[OpenAFS] NetRestrict'd interfaces still talk to AFS (Linux)

Lin Osborne lin_osborne@ncsu.edu
Mon, 28 Jun 2004 16:00:47 -0400


Folk,

I manage a set of web servers that serve SSL-enabled,
IP-based virtual hosts whose document roots reside in AFS
and are accessed via an IP ACL. Each vhost has a unique IP
that is aliased to a single physical interface, but only
one IP (the "real" eth0 IP) is given ACL access per machine.
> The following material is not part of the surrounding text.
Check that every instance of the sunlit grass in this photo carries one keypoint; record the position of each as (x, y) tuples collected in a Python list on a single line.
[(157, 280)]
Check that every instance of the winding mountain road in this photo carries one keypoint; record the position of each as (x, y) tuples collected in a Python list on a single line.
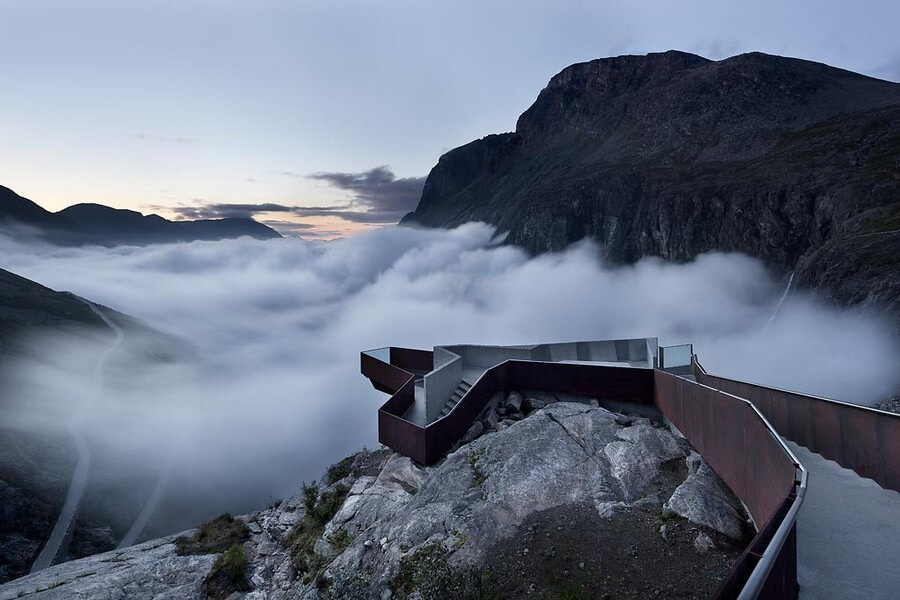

To date, I've been running this setup trouble free on
Red Hat 7.3 (2.4.18 kernel/1.2.7 client/2.2.5 glibc). Recent efforts
to migrate the sites to Debian "stable" with a 2.4.26/1.2.11/2.3.2
kernel/client/glibc combination have revealed an unexpected behavior
not seen on the RH machines.

Basically, about every 20 to 25 days, the Debian machine loses contact
with AFS, downing the sites and requiring a reboot to reset the client.
I find the following message in /var/log/messages

kernel: afs: Tokens for user of AFS id -1 for cell <my_cell_name> have expired

I first implemented NetInfo to restrict AFS to the IP that's in the
ACL. 'fs gc' indicated that this IP was the only one registered with the
client, but the problem reappeared. So, I implemented NetRestrict list
of IPs that shouldn't register. Again, 'fs gc' indicates only the
desired IP is regsitered. However, tcpdump indicates that the
restricted IP is still talking to AFS. Output looks like this:

15:14:17.919232 restricted-IP.afs3-callback > our-fileserver.afs3-fileserver: 
rx data fs call fetch-status fid 537307550/10054/8232 (44) (DF)
15:14:17.919656 our-fileserver.afs3-fileserver > restricted-IP.afs3-callback: 
rx data cb call whoareyou (32) (DF)
15:14:17.919783 restricted-IP.afs3-callback > our-fileserver.afs3-fileserver: 
rx data cb reply whoareyou (460) (DF)
15:14:17.920681 our-fileserver.afs3-fileserver > restricted-IP.afs3-callback: 
rx data fs reply fetch-status (148) (DF)


Again, I haven't seen this problem on Red Hat 7.3 in production. Based on
tests, RH-9 and RHEL-3 appear to only talk to AFS via the "machine" IP.
On both Debian and RH, the machine IP (i.e., the one in the AFS ACL, the
one *not* assigned to any vhost) is the lowest numbered IP.

My questions are:
1) Why is the client losing access?
2) Why does NetInfo/NetRestrict not limit AFS conversation to the allowed IP?
3) What can I do to solve 1) and 2)?

Many thanks!
Lin Osborne